1991 Pachtung des Stadtsees in Neckarsulm zur Fischaufzucht. Hier sollen insbesondere gefährdete Fischarten aufgezogen werden.

1991 am 27. April konnte der Frischwasserteich mit Unterstützung der Südzucker AG, Herrn Dir. Maal, vom Verein abgefischt werden. Nachdem die zur Aufzucht eingesetzten Fische gut abgewachsen waren, konnten über 900 kg, vorwiegend Karpfen, Schleien, Zander, Rotaugen, in die Vereinsgewässer eingesetzt werden.

Nicht nur um 1900 oder unmittelbar nach dem Kriege, als es noch sehr schwierig war, gegen Umweltsünden anzugehen, sondern auch heute noch übt unser Verein aktiven Naturschutz aus.
Die Fischereivereine werden auch in Zukunft Naturschützer, Gewässerschützer,
nicht nur mit Worten, sondern mit vorzeigbaren Taten sein.
2008 Im September wurde am Wehr Duttenberg ein neuer Fischaufstieg gebaut.
Bauträger war die Fa. Südzucker AG Werk Offenau.
Nun ist die Jagst durchgängig bis Heuchlingen.
Anpachtung von 1,5 ha. Jagstwasser in Züttlingen („Gertigwasser“)

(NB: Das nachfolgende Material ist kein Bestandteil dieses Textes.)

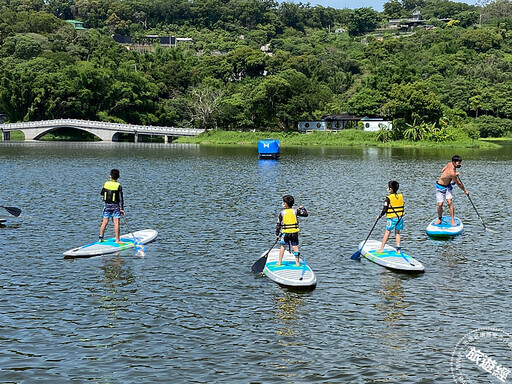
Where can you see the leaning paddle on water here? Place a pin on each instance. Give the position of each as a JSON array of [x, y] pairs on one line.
[[357, 254], [471, 201], [110, 246], [390, 258], [259, 264], [12, 210], [140, 249]]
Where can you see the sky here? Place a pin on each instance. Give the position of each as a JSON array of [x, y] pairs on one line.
[[375, 4]]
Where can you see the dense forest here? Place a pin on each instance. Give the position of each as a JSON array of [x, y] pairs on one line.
[[258, 64]]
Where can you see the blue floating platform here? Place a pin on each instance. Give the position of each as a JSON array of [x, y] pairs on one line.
[[269, 149]]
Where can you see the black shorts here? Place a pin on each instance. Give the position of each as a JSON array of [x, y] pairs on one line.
[[291, 238]]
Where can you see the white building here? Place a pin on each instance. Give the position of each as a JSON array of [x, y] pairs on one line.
[[375, 124]]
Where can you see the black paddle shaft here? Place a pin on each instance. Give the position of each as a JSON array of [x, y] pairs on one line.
[[12, 210], [259, 265]]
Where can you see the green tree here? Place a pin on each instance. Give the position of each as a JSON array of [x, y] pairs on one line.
[[414, 103]]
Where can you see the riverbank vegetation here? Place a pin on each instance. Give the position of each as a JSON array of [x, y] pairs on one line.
[[345, 138], [264, 66]]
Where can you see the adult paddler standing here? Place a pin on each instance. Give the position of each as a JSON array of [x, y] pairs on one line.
[[444, 187]]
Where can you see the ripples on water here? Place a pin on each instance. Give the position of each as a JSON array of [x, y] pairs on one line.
[[191, 311]]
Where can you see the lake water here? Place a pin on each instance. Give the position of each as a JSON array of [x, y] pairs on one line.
[[191, 311]]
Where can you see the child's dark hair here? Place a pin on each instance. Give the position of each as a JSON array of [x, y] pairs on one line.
[[289, 200], [114, 174], [393, 185]]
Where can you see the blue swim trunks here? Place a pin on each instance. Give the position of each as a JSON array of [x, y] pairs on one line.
[[112, 211], [391, 224]]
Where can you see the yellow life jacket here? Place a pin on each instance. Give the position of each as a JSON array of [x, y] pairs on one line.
[[396, 204], [290, 223], [110, 194]]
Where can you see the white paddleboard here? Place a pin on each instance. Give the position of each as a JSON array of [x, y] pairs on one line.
[[288, 274], [110, 245], [390, 258], [445, 228]]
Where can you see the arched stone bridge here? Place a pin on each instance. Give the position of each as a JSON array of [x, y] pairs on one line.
[[34, 130]]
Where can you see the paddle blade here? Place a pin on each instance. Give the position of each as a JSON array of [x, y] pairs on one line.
[[13, 211], [259, 265], [356, 255], [140, 249]]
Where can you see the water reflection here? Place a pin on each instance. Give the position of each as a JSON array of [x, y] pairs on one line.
[[289, 330]]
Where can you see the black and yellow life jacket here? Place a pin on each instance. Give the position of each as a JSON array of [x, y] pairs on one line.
[[396, 205], [110, 192], [290, 223]]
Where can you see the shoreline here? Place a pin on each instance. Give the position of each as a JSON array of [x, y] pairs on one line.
[[347, 138]]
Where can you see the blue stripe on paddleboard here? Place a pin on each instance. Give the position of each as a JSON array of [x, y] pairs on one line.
[[272, 266], [111, 242], [386, 253]]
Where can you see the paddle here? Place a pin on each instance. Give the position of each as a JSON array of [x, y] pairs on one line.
[[303, 269], [12, 210], [140, 248], [357, 254], [399, 249], [259, 265], [471, 201]]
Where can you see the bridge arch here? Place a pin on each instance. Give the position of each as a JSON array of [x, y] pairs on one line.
[[34, 130], [49, 130]]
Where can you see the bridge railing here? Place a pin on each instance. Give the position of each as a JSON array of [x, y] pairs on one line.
[[118, 127]]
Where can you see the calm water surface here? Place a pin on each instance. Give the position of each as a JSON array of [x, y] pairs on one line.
[[191, 311]]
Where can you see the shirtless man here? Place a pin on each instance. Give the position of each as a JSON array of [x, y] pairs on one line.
[[444, 188]]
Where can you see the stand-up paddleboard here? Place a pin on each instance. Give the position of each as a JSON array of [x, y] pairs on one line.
[[110, 245], [445, 229], [288, 274], [390, 258]]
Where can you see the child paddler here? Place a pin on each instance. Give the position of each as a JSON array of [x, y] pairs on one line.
[[288, 227], [394, 211], [112, 194]]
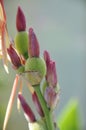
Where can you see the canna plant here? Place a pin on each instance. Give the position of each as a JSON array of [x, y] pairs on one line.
[[40, 73]]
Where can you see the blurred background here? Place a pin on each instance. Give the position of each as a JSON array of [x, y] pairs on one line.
[[60, 28]]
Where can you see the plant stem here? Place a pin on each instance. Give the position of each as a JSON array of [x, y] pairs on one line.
[[47, 113]]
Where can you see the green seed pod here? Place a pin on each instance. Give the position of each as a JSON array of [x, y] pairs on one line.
[[36, 70], [39, 125], [21, 43]]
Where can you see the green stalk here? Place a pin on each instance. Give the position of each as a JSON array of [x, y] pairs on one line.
[[47, 113]]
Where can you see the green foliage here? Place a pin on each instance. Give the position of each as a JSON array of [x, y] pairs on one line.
[[2, 114], [69, 119]]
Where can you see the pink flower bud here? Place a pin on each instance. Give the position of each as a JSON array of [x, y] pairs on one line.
[[46, 58], [20, 20], [15, 59], [51, 97], [27, 110], [51, 75], [37, 104], [33, 44]]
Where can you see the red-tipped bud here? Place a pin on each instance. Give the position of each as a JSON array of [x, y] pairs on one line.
[[37, 104], [27, 110], [33, 44], [51, 75], [4, 14], [20, 20], [51, 97], [46, 58], [15, 59]]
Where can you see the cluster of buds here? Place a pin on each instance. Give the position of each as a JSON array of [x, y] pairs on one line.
[[24, 53]]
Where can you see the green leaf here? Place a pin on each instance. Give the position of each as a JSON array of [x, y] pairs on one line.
[[70, 119]]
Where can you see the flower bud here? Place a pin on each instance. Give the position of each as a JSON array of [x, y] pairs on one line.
[[33, 44], [51, 97], [27, 110], [37, 104], [51, 75], [15, 59], [20, 20], [36, 70], [38, 125], [21, 43]]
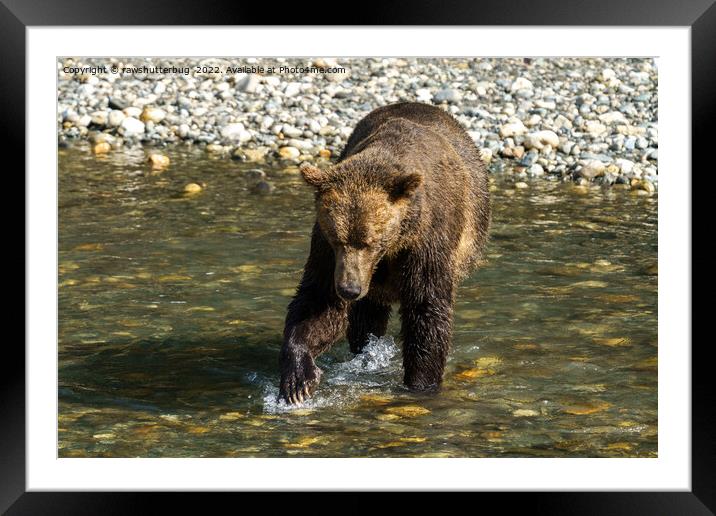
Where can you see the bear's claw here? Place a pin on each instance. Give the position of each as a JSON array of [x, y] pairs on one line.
[[299, 382]]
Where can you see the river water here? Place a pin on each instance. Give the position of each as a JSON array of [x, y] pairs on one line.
[[171, 309]]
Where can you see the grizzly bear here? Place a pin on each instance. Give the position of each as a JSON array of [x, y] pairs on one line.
[[400, 218]]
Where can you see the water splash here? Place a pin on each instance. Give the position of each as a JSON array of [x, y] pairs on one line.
[[344, 382]]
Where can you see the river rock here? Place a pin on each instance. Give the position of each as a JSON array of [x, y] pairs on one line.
[[115, 118], [158, 161], [289, 152], [591, 169], [131, 127], [540, 139], [515, 128], [152, 114]]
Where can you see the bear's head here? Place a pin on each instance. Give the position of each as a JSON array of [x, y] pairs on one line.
[[360, 211]]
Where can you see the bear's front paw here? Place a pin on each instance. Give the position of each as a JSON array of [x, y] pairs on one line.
[[299, 378]]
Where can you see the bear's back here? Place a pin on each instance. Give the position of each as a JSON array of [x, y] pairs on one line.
[[425, 115]]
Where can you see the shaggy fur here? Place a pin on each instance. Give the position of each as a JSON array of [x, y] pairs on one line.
[[401, 218]]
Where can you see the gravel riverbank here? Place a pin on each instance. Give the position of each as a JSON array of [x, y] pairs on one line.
[[591, 121]]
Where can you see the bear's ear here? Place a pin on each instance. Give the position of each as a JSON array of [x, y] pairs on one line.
[[404, 186], [314, 176]]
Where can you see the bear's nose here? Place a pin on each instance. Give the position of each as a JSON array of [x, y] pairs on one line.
[[349, 290]]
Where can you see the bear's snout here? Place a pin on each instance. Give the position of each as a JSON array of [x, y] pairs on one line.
[[348, 291]]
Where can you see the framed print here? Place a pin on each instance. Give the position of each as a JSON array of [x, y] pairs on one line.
[[416, 256]]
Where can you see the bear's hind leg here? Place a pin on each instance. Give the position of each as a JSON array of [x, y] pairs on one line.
[[426, 313], [364, 317]]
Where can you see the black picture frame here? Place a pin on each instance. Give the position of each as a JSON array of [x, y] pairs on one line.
[[17, 15]]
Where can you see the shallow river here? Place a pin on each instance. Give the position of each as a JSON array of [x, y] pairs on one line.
[[171, 311]]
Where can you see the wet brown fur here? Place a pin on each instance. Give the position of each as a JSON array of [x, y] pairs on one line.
[[403, 215]]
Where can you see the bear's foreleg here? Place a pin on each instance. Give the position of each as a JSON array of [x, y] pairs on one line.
[[316, 319], [366, 317], [426, 312], [313, 324]]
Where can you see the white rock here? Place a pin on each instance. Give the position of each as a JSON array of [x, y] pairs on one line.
[[613, 117], [99, 118], [130, 126], [608, 74], [235, 132], [133, 111], [596, 128], [292, 89], [291, 131], [536, 170], [521, 84], [266, 122], [516, 128], [183, 130], [424, 95], [592, 168], [289, 152], [153, 114], [625, 166], [115, 117], [540, 139]]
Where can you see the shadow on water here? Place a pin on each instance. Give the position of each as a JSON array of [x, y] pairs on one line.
[[170, 374]]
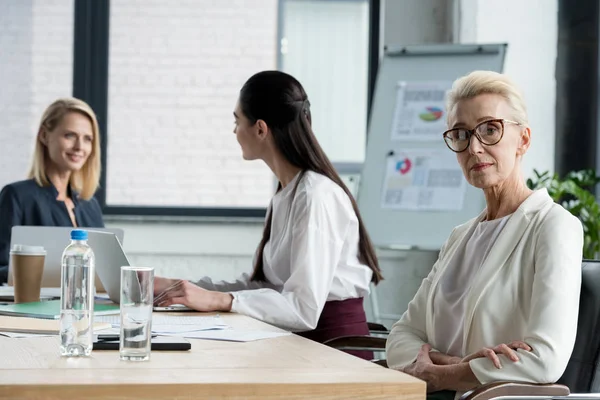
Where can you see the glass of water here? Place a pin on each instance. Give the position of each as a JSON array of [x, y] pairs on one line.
[[137, 296]]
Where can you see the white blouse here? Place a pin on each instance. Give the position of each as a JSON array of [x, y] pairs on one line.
[[310, 258], [449, 305]]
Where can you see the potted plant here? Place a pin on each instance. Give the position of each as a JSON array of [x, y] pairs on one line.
[[573, 193]]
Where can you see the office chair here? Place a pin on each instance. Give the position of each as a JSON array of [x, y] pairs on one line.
[[582, 374]]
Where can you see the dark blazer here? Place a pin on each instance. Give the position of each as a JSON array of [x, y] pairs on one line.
[[27, 203]]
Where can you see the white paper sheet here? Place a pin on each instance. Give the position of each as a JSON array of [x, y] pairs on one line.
[[420, 112], [423, 179], [174, 323], [232, 335], [8, 292]]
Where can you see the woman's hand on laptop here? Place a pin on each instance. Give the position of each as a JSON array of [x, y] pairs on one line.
[[171, 291]]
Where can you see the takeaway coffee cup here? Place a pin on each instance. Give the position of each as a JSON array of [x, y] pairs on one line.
[[27, 268]]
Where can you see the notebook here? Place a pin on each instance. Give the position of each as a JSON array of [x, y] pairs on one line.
[[50, 309], [39, 326]]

2012 Im Zuge der Sulmrenaturierungsmaßnahmen in Neckarsulm hat uns die Stadt
Neckarsulm den Pachtvertrag für den Stadtsee gekündigt.

Die BAG baut in Heuchlingen ein neues Kraftwerk mit einem neuen Fischaufstieg.

2012/2013 Über den Jahreswechsel wurden oberhalb vom Wehr Duttenberg und im Quinzerwasser jeweils ein Biotop („Kinderfischstube“) angelegt.
2015 Großes Fischsterben am 23.8 in der oberen Jagst bei Langenburg. Bei einem Brand an der Lobenhausener Mühle gelangte bei Löscharbeiten Amoniumnitrathaltiges Löschwasser in die Jagst und ca. 20 Tonnen Fische verendeten.

Die Giftfahne wurde tagelang von Feuerwehren, THW, Bauern mit Tankwagen und Hunderten Freiwilligen Helfern der Fischereivereine bekämpft, um den Nitratgehalt abzusenken und dadurch den Fischen eine Überlebensmöglichkeit zu geben.

Im Hohenlohekreis starben nur noch vereinzelte Fische.
Im Landkreis Heilbronn war die Nitratkonzentration bereits so gering, dass kein Fisch zu Schaden kam.

Gesamtkosten des Fischsterbens ca. 2,5 Millionen Euro.
2015 Fusion der Fischereiverbände im Landesfischereiverband Baden-Württemberg e.V.